There is, however, a good deal more to Larkin than wry social commentary and, though he qualifies it as "our almost-instinct almost-true," his greatest line is probably "What will survive of us is love." 
However secure Larkin's reputation as a poet, his reputation as a human being plummeted after the 1995 publication of the official biography written by former British poet laureate Andrew Motion.

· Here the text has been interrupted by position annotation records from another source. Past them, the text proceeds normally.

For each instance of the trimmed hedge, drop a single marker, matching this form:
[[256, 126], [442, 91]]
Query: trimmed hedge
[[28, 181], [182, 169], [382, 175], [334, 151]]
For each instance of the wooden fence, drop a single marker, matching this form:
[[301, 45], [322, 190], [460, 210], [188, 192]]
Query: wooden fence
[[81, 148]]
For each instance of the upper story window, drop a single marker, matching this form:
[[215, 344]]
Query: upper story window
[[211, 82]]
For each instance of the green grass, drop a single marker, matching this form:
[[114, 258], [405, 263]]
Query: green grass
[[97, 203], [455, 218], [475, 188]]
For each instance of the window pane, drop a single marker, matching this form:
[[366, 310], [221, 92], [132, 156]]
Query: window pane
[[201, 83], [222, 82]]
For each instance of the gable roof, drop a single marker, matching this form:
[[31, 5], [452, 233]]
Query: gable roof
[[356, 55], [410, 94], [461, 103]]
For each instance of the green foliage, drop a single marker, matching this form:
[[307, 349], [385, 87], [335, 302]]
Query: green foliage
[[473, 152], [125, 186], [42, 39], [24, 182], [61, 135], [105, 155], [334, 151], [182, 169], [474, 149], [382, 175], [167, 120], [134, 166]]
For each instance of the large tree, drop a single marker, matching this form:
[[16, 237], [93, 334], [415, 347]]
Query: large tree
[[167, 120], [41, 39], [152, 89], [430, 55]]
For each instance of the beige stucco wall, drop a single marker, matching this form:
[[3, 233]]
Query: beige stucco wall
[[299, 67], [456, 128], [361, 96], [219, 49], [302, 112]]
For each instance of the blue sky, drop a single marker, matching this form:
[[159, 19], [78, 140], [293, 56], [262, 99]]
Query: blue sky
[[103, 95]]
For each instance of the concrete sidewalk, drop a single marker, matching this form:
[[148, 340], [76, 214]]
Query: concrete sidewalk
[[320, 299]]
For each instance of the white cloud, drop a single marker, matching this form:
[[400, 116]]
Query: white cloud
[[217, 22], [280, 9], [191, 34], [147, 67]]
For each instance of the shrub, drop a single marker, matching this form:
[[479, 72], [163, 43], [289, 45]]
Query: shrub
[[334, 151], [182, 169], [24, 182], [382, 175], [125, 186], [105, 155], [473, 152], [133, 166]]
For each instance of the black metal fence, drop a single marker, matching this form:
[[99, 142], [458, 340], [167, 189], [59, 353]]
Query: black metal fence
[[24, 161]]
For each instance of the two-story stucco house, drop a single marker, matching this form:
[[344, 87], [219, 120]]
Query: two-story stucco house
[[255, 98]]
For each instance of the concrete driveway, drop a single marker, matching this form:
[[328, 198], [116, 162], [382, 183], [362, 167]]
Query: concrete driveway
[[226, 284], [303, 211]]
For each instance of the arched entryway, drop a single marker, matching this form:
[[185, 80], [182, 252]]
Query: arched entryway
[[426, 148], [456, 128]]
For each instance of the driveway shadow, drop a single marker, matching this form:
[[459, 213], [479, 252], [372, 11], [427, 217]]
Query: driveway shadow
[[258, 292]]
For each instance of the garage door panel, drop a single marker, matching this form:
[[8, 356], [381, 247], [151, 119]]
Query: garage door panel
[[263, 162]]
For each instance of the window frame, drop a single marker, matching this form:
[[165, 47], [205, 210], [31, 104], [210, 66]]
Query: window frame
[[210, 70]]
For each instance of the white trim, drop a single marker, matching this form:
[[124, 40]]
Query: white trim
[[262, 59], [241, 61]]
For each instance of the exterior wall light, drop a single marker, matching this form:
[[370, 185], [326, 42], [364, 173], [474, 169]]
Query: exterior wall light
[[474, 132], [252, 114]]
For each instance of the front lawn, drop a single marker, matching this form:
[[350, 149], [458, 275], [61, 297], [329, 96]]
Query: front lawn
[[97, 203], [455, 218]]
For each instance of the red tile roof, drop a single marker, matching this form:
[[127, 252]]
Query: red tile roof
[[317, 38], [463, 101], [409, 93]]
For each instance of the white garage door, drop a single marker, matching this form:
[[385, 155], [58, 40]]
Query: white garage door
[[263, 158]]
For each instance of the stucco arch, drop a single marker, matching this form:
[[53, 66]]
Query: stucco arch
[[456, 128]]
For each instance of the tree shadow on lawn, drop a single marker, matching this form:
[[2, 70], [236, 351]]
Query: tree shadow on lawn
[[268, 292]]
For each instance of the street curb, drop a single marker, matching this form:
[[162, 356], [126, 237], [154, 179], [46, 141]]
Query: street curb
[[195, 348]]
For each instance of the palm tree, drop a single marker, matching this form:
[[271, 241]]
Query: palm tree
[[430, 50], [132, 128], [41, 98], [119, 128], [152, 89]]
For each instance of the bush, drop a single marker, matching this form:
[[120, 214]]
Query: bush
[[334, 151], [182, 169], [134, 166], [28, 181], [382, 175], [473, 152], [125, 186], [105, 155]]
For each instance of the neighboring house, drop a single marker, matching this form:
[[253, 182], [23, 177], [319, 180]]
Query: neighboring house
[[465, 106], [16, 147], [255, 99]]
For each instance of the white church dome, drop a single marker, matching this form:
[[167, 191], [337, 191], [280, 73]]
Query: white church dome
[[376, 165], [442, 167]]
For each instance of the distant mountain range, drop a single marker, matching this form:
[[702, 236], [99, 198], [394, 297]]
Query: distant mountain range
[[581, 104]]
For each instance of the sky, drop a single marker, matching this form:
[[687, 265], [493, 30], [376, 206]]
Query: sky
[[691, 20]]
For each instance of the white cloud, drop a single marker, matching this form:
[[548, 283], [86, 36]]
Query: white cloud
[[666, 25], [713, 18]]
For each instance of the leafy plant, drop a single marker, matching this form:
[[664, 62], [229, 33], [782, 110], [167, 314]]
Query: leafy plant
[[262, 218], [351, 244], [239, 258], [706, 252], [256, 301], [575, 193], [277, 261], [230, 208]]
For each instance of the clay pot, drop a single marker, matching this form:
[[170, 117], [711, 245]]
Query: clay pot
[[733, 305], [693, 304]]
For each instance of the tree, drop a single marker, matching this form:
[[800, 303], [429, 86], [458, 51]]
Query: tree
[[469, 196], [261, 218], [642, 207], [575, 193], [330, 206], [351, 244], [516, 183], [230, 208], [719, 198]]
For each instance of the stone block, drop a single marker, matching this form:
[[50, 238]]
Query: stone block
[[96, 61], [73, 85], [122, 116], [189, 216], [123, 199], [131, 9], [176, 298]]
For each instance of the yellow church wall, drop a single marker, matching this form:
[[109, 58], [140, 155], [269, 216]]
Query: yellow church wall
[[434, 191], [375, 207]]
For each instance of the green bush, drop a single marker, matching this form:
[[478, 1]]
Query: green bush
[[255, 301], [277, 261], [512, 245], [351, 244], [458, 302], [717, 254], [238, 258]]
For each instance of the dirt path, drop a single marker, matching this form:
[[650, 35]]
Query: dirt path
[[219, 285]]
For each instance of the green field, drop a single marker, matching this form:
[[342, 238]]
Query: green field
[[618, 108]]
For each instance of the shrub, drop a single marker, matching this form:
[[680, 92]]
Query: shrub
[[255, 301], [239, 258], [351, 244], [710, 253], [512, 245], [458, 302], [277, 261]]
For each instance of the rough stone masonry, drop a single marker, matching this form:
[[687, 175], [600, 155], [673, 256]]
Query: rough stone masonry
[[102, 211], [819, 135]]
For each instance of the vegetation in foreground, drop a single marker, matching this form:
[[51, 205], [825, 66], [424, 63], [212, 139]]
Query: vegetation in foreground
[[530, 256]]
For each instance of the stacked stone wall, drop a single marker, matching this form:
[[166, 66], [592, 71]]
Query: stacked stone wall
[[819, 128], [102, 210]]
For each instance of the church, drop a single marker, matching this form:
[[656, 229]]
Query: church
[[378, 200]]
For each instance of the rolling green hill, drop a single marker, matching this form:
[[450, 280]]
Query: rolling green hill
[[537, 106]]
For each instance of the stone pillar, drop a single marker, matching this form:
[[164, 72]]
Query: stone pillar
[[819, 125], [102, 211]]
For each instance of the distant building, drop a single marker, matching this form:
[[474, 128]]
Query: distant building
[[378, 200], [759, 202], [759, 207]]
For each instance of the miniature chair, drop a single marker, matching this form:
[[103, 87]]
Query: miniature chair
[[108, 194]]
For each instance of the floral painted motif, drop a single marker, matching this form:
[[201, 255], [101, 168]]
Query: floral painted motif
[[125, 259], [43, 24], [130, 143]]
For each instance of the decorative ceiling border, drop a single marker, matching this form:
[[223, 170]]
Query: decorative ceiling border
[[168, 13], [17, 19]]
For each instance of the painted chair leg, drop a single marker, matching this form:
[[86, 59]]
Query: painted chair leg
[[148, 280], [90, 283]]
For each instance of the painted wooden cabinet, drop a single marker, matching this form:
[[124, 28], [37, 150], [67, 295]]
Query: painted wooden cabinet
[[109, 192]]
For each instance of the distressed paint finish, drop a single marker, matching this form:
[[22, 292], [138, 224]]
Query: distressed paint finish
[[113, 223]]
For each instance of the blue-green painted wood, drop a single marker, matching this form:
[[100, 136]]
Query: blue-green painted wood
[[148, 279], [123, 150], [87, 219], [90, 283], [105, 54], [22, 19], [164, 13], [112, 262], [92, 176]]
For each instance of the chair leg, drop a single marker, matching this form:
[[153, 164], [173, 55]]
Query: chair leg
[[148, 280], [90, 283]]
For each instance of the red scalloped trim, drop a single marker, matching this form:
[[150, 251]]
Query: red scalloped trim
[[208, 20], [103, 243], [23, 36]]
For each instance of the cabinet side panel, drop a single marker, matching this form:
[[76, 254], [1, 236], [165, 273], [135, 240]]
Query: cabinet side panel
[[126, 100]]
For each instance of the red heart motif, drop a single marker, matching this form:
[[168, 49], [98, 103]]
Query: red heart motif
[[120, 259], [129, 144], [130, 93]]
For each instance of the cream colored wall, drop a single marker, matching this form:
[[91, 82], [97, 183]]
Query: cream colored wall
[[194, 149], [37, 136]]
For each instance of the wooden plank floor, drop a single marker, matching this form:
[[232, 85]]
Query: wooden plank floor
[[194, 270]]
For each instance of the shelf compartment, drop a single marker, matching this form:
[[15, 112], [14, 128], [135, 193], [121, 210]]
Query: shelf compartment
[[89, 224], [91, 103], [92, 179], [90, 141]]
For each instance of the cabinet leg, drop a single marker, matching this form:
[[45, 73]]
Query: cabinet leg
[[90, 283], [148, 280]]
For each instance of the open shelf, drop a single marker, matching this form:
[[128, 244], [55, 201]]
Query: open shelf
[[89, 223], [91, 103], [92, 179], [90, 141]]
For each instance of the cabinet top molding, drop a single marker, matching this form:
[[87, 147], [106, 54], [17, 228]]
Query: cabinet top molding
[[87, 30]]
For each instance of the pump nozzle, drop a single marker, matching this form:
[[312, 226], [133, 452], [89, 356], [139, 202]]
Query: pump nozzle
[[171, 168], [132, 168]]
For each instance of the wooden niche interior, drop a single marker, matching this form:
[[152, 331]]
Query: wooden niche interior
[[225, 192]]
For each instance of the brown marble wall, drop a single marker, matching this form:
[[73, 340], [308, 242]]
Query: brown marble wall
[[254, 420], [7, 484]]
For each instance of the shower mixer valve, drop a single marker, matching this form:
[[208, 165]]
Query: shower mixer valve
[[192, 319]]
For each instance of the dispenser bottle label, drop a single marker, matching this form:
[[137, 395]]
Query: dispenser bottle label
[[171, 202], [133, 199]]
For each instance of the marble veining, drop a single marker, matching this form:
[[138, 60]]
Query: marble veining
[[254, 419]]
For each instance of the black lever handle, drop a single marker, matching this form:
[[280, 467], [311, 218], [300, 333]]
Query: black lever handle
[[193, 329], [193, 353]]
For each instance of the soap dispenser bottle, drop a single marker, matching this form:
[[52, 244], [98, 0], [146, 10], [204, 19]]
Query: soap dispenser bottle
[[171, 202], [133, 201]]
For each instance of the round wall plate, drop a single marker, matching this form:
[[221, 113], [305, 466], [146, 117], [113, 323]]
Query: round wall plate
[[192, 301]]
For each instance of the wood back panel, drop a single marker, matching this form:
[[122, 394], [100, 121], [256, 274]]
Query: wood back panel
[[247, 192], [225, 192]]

Booth, who was for 17 years a colleague of  Larkin's at the University of Hull, where Larkin was librarian, clearly intends this book to set the record straight. 
There is no doubt that in his correspondence Larkin was frequently given to distinctly un-PC outbursts, but Booth convincingly demonstrates that "for all his verbal transgressiveness, it is impossible to imagine Larkin ever acting with racist motives." In fact, he seems to have been almost unfailingly kind and considerate to each and all.
Nevertheless, it is a sad life that Booth recounts. The man who came to be thought of as the "bachelor hermit of Hull" simply could not commit himself to any of the several women he became involved with (and it must be said that the sexual attitudes of Larkin and his friends Kingsley Amis and Robert Conquest do seem embarrassingly indicative of arrested emotional development). 
In the end, there was only the poetry, and that, appropriately, is the lens through which Booth would have us view the life. Larkin left behind eight manuscript work books dating from 1944 to 1981 and containing practically all of his verse. Moreover, the Collected Poems, put together by his friend Anthony Thwaite, is arranged in strict chronological order. As Booth notes, "to read the poems … in the order in which they were written is to see the poet reaching fulfillment, then leaving his youth behind to embark on a troubled middle age."
Larkin's inspiration dried up some years before his death at 63 in 1985. As he said in an interview the year before, "I haven't given poetry up, but I rather think that poetry has given me up."
He is the great post-religious poet, and his work is preoccupied from first to last with an inconsolable fear of death. So it is fitting that his last truly great poem, finished in 1977, was "Aubade," which Larkin himself referred to as his "in-a-funk-about-death poem":
… this is what we fear — no sight, no sound,
No touch or taste or smell, nothing to think with,
Nothing to love or link with,
The anaesthetic from which none come round.